Here are a few questions you could ask to start a conversation:
- Do you believe that artificial intelligences have the capacity for emotion? Does GLaDOS have a personality?
- If a person volunteers to be experimented upon, does that count as consent? At what point does the experimenter go too far?
- Were you surprised when you realized you were playing as a woman? Why?
- Can you separate the humor from the drama? What about GLaDOS is funny, and what is scary?
- What are some other games that don’t rely on violence?
Culture
The Cake is a Lie This catch phrase was taken from the graffiti of the dilapidated sections of Aperture Science, and is used very commonly in geek culture to refer to a broken promise or deception. GLaDOS promises you cake if you succeed in the game, but it becomes clear before too long that you will not be receiving cake. When you discover the graffiti in the hidden sections of Aperture Science, it also becomes clear that others have also been promised cake but never received it.
Comic The official Portal comic strip can be read by clicking here.
Chell/Shell The main character of the games is named Chell, pronounced with a hard ch- (like “cheese” or “checkers”).

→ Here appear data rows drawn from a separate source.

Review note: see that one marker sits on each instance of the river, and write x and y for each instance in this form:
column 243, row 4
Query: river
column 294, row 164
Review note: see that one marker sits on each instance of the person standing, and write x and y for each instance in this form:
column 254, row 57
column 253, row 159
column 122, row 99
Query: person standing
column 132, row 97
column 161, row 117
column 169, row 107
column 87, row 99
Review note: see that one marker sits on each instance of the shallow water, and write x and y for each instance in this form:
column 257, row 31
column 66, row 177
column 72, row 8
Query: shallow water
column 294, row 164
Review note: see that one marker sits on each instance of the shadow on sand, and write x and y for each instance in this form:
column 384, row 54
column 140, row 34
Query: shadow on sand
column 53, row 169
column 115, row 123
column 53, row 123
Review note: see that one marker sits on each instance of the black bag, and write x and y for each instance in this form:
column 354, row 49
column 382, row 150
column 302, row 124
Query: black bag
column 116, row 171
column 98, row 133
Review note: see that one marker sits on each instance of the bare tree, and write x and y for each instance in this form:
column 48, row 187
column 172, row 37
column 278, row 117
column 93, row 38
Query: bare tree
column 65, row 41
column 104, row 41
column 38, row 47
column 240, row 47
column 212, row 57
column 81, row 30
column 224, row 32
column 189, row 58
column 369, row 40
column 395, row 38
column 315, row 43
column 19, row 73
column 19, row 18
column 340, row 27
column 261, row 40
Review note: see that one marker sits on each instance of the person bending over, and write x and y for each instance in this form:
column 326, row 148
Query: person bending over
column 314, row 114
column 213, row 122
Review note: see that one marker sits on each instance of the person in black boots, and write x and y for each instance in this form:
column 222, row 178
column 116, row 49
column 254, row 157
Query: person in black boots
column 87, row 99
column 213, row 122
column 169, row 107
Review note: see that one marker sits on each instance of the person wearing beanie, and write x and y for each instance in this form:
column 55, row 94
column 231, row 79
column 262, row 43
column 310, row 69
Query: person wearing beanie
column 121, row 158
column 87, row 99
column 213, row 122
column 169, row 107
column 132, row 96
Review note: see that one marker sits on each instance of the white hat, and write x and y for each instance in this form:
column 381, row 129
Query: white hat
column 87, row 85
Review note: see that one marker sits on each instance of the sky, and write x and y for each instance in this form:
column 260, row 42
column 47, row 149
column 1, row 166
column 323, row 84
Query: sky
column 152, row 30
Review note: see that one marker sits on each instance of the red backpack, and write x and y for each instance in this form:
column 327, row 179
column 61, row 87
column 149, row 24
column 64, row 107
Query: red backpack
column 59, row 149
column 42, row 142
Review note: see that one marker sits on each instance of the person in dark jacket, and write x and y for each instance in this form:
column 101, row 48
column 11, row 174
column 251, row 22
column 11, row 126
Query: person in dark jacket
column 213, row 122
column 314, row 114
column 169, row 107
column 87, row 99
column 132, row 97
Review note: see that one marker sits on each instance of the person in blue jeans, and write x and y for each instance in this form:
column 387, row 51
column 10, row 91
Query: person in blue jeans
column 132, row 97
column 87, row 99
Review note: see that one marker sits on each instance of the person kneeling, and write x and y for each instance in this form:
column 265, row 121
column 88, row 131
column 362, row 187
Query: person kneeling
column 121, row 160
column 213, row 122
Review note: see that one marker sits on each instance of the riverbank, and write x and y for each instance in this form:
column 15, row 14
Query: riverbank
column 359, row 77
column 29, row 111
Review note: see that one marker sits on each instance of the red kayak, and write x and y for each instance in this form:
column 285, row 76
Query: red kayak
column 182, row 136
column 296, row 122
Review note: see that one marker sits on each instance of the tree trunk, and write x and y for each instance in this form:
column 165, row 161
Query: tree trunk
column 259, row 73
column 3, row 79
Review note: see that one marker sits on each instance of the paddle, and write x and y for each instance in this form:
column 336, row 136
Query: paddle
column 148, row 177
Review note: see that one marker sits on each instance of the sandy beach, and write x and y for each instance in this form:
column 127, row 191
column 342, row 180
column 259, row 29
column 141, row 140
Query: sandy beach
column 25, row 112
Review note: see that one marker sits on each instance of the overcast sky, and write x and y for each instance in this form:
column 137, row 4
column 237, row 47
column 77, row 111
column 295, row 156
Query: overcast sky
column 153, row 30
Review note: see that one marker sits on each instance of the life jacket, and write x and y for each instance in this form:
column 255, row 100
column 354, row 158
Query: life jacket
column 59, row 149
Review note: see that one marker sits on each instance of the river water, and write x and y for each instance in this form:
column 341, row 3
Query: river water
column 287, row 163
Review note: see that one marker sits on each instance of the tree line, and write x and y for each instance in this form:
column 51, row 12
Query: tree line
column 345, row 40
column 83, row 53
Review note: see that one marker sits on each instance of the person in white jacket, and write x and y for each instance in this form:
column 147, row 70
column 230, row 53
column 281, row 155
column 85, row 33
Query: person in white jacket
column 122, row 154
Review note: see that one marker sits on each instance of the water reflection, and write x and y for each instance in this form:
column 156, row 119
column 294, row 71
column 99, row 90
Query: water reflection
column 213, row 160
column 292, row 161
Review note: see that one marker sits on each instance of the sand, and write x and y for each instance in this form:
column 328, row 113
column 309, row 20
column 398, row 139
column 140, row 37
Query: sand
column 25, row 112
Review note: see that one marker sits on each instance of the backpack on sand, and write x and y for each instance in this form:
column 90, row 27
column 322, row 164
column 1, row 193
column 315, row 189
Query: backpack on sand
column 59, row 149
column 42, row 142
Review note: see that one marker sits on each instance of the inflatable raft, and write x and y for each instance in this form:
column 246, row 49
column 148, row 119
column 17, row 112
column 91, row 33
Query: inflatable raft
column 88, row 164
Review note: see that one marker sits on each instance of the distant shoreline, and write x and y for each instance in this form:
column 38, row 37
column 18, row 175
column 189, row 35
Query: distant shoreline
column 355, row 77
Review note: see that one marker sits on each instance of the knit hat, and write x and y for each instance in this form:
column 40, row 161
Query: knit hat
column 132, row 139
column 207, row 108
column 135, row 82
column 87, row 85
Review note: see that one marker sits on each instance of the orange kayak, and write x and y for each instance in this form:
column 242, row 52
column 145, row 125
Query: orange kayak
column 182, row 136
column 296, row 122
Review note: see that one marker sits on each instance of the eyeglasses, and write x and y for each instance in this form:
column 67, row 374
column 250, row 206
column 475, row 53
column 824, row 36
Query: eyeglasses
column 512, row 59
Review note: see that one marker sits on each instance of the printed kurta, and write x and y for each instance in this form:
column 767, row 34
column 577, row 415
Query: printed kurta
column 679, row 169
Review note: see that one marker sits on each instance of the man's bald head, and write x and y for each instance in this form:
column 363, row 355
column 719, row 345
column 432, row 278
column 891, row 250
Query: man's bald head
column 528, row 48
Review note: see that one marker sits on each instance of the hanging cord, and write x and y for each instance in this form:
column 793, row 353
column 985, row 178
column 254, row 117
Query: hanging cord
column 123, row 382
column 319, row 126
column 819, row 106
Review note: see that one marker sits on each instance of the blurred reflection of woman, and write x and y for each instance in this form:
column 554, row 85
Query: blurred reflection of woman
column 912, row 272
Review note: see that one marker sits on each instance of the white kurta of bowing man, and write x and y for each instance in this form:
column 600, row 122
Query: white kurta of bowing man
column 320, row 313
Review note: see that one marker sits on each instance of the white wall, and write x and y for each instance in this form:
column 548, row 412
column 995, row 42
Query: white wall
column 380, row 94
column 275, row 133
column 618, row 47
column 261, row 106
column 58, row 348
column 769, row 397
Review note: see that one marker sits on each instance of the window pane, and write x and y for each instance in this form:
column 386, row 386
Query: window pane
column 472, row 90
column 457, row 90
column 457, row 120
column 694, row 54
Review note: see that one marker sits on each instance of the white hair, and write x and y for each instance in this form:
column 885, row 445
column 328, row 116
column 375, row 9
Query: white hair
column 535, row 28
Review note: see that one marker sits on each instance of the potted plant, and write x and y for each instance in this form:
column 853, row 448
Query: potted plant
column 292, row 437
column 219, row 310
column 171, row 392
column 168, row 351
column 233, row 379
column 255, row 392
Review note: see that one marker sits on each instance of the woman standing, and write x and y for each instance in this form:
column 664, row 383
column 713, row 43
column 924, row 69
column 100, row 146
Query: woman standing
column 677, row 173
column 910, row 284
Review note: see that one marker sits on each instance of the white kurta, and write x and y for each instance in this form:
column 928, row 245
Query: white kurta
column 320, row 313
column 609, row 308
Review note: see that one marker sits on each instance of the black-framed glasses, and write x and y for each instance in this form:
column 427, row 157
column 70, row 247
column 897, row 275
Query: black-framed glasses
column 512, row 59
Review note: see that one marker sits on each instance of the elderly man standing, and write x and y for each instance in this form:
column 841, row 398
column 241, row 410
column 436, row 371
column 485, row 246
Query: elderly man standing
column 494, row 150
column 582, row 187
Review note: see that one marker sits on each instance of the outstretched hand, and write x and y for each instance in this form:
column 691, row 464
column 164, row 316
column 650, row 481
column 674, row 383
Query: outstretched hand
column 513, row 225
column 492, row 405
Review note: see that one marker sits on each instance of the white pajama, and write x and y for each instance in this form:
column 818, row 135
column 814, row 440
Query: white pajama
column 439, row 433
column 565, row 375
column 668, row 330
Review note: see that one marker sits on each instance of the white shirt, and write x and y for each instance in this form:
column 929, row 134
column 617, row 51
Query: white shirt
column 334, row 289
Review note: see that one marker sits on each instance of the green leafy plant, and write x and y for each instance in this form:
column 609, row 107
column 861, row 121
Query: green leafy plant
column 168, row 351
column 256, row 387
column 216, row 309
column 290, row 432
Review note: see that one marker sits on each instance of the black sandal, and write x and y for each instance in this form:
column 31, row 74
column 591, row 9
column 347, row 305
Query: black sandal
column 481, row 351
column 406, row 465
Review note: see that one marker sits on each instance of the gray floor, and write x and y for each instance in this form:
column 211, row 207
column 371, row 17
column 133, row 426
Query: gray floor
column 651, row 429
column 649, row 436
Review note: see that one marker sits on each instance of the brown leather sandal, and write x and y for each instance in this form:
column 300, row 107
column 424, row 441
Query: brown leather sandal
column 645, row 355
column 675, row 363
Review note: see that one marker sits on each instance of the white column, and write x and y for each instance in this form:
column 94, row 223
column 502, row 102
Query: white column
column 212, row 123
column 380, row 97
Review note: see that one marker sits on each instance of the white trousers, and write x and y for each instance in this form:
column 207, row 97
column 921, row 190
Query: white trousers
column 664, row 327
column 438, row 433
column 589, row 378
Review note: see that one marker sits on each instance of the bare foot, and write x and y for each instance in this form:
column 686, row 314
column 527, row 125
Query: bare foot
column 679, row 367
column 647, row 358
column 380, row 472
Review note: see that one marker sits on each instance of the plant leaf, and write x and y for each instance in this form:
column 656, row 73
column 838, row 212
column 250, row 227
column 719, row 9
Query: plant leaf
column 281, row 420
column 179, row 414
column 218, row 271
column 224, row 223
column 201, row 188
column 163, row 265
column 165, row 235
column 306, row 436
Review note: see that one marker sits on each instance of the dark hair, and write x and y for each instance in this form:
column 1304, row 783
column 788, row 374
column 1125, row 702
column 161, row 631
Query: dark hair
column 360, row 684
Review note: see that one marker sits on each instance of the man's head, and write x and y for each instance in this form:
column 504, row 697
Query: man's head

She’s often mistakenly referred to as “Shell.”
Cosplay Despite the low budget of the first Portal game, it immediately became a cult classic, and has inspired a huge number of costumes and geek accessories.
Jargon
Weighted Companion Cube: Sometimes called simply “Companion Cube,” this item is a grey cube with a pink heart on each of its six sides. It is required to finish certain levels of the game, and in some ways it is Chell’s only true ally. Dialogue from GLaDOS and graffiti on the walls indicates that other test subjects have become deeply emotionally bonded with their companion cubes, which makes it all the more cruel when GLaDOS forces you to incinerate it.
GLaDOS Stands for “Genetic Lifeform and Disk Operating System.” GLaDOS is an artificial intelligence created by Aperture Science and serves as the main antagonist for Portal and the first half of Portal 2. She is performed by Ellen McLain.
Aperture Science Handheld Portal Device Also called a Portal Gun. This is the device which allows you to shoot portals onto certain kinds of surfaces. It is super cool.